This is a list of Italian television related events from 1986.

Debuts

Fininvest

Variety 

 Cabaret per una notte – television version of the Loano Cabaret festival; 3 seasons. The show reveals to the general public the duo Aldo and Giovanni (not again teamed up with Giacomo), winners of the first edition.

Television shows

RAI

Miniseries 

 Attentato al papa (Shooting the pope) – by Giuseppe Fina, in two episodes; reconstruction of the attempted assassination of Pope John Paul II, following the theory (not confirmed by the enquiries) of the Bulgarian connection.  Christopher Bucholz gives an amazing performance as Mehmet Ali Ağca, thanks in part to his physical resemblance to the failed assassin.
La piovra 2 – by Florestano Vancini, with Michele Placido, Sergio Fantoni, Martin Balsam and Francois Perier; 6 episodes.
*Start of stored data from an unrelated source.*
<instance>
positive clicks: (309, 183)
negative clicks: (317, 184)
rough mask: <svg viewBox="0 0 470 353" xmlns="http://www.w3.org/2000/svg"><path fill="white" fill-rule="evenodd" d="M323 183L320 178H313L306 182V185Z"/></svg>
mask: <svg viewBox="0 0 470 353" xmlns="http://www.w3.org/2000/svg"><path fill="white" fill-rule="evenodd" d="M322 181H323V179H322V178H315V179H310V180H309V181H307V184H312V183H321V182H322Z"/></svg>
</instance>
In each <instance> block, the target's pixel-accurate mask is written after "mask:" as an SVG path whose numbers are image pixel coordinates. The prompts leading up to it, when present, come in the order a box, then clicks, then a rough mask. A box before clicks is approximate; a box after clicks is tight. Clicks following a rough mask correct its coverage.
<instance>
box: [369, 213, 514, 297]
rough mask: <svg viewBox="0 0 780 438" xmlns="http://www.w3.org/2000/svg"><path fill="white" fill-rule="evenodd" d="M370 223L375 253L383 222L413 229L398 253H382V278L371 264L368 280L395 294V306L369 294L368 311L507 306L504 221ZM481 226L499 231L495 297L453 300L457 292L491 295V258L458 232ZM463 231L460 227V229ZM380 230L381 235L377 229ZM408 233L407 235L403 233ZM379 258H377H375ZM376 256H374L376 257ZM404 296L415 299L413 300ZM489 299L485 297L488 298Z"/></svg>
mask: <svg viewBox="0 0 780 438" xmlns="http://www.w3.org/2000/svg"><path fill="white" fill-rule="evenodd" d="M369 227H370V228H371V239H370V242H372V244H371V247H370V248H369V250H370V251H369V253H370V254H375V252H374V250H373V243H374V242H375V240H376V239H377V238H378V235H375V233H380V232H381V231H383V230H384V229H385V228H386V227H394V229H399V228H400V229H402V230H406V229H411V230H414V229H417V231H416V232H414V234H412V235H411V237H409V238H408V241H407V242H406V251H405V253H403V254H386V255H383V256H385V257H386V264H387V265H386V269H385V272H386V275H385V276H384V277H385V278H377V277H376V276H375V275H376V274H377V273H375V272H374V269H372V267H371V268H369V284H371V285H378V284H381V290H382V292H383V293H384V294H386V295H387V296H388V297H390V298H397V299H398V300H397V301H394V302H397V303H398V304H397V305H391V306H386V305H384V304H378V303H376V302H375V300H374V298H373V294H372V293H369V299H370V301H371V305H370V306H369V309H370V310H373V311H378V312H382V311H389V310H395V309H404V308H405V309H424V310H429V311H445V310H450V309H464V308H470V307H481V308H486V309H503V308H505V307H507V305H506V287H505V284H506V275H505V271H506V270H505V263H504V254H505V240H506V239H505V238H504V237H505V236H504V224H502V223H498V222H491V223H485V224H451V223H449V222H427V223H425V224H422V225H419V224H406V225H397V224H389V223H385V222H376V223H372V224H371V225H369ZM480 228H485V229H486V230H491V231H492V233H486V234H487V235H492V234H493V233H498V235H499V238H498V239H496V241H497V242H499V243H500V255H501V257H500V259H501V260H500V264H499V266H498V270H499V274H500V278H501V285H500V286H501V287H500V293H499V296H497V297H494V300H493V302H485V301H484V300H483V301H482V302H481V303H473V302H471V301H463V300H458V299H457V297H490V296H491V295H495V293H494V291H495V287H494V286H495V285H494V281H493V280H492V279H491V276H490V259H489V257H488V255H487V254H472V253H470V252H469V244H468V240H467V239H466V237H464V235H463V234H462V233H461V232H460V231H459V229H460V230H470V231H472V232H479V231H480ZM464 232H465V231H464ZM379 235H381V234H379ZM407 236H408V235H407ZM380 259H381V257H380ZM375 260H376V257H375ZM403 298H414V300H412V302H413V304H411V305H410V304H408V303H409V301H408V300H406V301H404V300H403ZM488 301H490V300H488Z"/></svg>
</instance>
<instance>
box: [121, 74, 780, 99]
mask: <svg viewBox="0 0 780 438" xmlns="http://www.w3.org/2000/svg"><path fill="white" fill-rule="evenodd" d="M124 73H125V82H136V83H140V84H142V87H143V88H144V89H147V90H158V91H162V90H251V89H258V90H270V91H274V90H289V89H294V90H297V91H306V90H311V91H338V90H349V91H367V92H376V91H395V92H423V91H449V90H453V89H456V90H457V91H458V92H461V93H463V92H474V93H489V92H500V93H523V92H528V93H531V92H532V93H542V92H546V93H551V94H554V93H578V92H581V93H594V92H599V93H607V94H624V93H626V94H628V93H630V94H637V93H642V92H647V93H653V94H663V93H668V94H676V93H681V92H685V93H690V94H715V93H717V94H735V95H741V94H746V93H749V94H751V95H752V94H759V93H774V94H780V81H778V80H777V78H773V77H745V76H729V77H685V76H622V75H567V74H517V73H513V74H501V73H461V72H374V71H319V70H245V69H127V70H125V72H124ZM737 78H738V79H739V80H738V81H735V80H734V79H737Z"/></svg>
Follow-up of La piovra; the focus moves from the Mafia in the strict sense to its accomplices in deviated Freemasonry and State apparatus.
La storia (History) – by Luigi Comencini, from the Elsa Morante’s novel, with Claudia Cardinale; 3 episodes.
Naso di cane (Dog nose) – by Pasquale Squitieri, with Nigel Bruce, Luca De Filippo and Claudia Cardinale, from the Attilio Veraldi’s novel; in 3 episodes. Firsti TV fiction about the camorra; in Naples, a killer and a police chief are adversaries and at the same time friends, till both die in a shooting.

News and educational 
Il coraggio e la pietà (Courage and pity) – enquiry by Nicola Caracciolo about the racial laws and the Holocaust in Italy; 3 episodes.

Fininvest

Serials 

 Love me Licia, with Cristina D’Avena and Pasquale Finicelli; live adaptation of the manga Ai Shite Knight. Infamous as an example of TV kitsch, it gets however a good success among the younger viewiers.